Truffe comunitarie per i pascoli, sotto processo cooperativa di Marene

Contestata evasione fiscale per oltre 500 mila euro

TRUFFA Risale al 2015 l’inchiesta condotta da Corpo forestale dello Stato e Guardia di Finanza, denominata “Heidi”, che aveva condotto all’arresto di un’intera famiglia, titolare della cooperativa agricola “Il Falco” di Marene. Tutto era partito quando gli agenti della forestale scoprirono delle aziende percepivano aiuti dall’Europa, tramite la Pac (Politica agricola comunitaria), attestando di tenere a pascolo terreni dove questo non è possibile oppure appezzamenti che, pur adatti, non erano mai stati utilizzati per l’allevamento; la cooperativa avrebbe fornito di un “pacchetto documentale” completo, stipulando contratti perfino con persone decedute o totalmente inconsapevoli.

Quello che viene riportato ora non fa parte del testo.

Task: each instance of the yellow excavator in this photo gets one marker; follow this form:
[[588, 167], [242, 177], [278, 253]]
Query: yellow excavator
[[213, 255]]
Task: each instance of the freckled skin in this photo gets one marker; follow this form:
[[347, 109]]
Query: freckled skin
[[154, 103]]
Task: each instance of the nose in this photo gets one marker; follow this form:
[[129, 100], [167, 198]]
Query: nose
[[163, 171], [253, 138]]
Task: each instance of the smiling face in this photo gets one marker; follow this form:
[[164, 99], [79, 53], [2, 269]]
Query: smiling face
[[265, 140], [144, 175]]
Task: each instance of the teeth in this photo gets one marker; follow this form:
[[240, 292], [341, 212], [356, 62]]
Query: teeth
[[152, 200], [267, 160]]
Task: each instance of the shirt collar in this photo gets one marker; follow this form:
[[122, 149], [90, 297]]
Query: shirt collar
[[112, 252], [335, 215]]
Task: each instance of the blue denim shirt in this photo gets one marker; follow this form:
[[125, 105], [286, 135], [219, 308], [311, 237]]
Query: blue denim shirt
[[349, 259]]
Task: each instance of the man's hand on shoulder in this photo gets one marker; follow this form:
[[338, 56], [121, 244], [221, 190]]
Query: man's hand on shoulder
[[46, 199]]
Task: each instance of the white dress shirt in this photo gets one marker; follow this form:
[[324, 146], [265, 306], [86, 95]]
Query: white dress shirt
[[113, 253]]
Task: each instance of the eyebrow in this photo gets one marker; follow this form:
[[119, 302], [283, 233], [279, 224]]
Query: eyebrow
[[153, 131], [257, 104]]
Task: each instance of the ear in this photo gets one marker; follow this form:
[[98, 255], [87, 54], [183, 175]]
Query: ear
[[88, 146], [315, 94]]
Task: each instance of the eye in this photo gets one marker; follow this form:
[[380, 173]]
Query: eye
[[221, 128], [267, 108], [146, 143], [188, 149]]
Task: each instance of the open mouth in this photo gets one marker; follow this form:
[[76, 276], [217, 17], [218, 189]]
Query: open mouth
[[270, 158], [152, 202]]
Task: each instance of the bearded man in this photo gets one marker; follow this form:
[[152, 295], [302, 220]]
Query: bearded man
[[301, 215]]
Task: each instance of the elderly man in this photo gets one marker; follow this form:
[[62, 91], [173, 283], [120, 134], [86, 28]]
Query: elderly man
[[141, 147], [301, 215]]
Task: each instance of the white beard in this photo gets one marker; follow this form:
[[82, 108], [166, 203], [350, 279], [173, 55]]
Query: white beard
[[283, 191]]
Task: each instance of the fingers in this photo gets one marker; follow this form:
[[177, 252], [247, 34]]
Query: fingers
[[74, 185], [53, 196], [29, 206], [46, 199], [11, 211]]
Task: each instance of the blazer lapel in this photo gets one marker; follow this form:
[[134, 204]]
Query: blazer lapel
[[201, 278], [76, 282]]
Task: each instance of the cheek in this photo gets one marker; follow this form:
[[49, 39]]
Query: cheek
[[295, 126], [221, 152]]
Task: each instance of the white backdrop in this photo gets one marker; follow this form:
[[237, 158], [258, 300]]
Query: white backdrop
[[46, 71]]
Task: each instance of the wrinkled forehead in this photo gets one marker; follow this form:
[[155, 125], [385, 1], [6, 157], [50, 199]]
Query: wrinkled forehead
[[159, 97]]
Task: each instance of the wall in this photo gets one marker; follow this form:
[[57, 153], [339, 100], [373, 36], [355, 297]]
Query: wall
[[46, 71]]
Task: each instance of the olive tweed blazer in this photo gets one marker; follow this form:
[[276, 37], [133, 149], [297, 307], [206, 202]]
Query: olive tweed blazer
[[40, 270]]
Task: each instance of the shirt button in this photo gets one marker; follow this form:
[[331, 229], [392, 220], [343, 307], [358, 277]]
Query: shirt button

Continuano in queste settimane a Cuneo le deposizioni dei testi dell’accusa nel processo scaturito dall’operazione: imputati gli imprenditori agricoli E.G. di Marene, A.G. di Sant’Albano Stura, S.S. di Cherasco, G.B. residente nel Torinese e A.B. di Chiusa Pesio – difesi dagli avvocati Alberto Leone, Stefano Barzelloni, Elio Botto, Francesco Gambino e Raffella Giuliano -, ai quali il pubblico ministero Alberto Braghin contesta il reato di frode comunitaria. Dalle indagini sarebbe emerso che in alcuni casi il medesimo “Modello 7”, documento di origine e sanità per l’alpeggio e la transumanza degli animali, predisposto dal Servizio Veterinario dell’ASL, sarebbe stato utilizzato per la presentazione della domanda di finanziamento da parte di più aziende agricole. Guardia parco e carabinieri forestali dal canto loro hanno ricordato che si erano recati in alcuni alpeggi per i quali erano state presentate domande di contributo, riscontrando che questi erano impenetrabili, rendendo impossibile l’accesso agli animali, oppure gli animali non erano presenti e l’erba non era stata pascolata.

I contributi percepiti senza averne diritto ammonterebbero a oltre due milioni di euro; qualora fosse dimostrato che, come ipotizzato dagli inquirenti, si tratti di profitto del reato, in caso di condanna la somma dovrebbe restare nelle casse dello Stato.

Si sono costituite parti civili nel processo l’Agenzia regionale piemontese per le erogazioni in agricoltura (ARPEA) e l’Agenzia per le erogazioni in agricoltura (AGEA).